It is hard to find both good service and good food when dining out with family or friends; more often than not you find one but not the other. When we went to have dinner at Birdcage at the Semiramis hotel we were happily surprised to find both, and then some.
From the moment we stepped into Birdcage we noticed the friendliness of the staff, who gave us fragranced hot towels to clean our hands before our meal. Our waiter soon arrived with a delicious amuse-bouche: shrimp crackers with sweet and sour sauce. Assistant Manager Mohamed Saad later revealed that they are fried just before serving, so that they are fluffy and warm when they come to the table.

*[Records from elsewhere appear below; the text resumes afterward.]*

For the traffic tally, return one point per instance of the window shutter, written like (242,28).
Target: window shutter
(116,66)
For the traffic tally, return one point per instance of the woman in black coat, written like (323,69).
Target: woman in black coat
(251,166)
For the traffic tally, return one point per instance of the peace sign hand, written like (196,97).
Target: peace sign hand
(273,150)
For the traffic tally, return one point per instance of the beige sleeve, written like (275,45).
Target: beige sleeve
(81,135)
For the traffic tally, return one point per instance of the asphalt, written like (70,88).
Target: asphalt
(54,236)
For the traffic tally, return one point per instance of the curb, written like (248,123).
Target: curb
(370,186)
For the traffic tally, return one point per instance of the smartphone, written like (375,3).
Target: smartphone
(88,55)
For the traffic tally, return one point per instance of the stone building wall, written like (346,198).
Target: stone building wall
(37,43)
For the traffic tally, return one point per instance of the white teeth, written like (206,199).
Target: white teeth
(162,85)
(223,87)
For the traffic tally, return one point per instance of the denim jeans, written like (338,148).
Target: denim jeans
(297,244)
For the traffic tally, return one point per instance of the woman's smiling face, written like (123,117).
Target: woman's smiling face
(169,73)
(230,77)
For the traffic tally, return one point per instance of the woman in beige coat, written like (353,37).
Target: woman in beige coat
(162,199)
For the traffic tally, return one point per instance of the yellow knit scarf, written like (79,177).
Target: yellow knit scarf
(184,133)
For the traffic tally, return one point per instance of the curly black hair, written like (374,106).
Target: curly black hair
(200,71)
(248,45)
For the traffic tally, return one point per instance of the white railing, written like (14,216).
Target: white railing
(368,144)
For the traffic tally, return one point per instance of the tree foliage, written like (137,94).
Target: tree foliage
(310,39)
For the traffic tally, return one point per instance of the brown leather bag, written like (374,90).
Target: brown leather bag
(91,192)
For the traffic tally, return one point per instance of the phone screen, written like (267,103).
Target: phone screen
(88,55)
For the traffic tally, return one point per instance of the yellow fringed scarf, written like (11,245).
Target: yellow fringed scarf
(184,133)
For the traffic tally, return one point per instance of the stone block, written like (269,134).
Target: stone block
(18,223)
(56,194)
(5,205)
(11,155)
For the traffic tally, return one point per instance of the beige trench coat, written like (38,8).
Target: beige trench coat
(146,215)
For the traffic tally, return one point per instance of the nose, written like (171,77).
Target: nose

For starters, we had the Thai Chicken Satay and Koong Sai Mai (shrimp konafa). The chicken was a delight; succulent in its creamy satay sauce, it was served on a bed of stir-fried potatoes and a small salad of chopped cucumber and carrots in a sweetened vinaigrette. The shrimp konafa was cooked to perfection, and its tamarind sauce made for a nice surprise.
We then enjoyed the Tom Kha Kai, which is a chicken soup, made with a coconut milk and lemon grass base, which offers as a great combination of flavours with the chicken. We also tried the Keang Pod Neua Kem, or vegetable soup, which had pieces of tofu, along with bean sprouts, ginger, kale, mushroom and celery, and proved to be tasty and rich in flavour.
A great vegetarian option for a main course is the stir-fried vegetables, which contains a variety of vegetables, including mushrooms, broccoli, carrots, and beans. The portion size was very generous, enough to make it a proper main course.
The Pad Tai Koong, which consists of egg noodles, shrimps, bean sprouts and peanuts with soy sauce, had a lot of texture and a blend of flavours.
Half-way through the main dishes, we felt like we had reached our limit and could eat no more. Saad insisted, however, that we try his own personal blend of tea as well as some of the desserts. We ignored our bulging stomachs and conceded. He prepared for us the most delicious tea of lemon grass, lemon leaf, ginger, mint and galangal (similar to ginger, but with a stronger taste).
The desserts were magnificent and very rich. We sampled the fried ice cream, coated with a fluffy layer of coconut and apple shavings, and served along with a piece of pineapple. We also tried the fried banana, served on skewers with pieces of meringue, along with ice cream. They were tasty, but our favourite was the great fried ice cream, which we highly recommend.
Saad is proud of the fact that nothing is pre-cooked, which assures that everything is fresh and of high quality. In addition, Chef Narong grows his own herbs on the hotel’s roof, including the lemon grass. Saad and Chef Narong have been working together for 15 years, ensuring a harmonious management of the kitchen and restaurant; evident in the high quality of the food. The fresh and flavourful dishes, coupled with a friendly and attentive staff make Birdcage a restaurant worth a visit.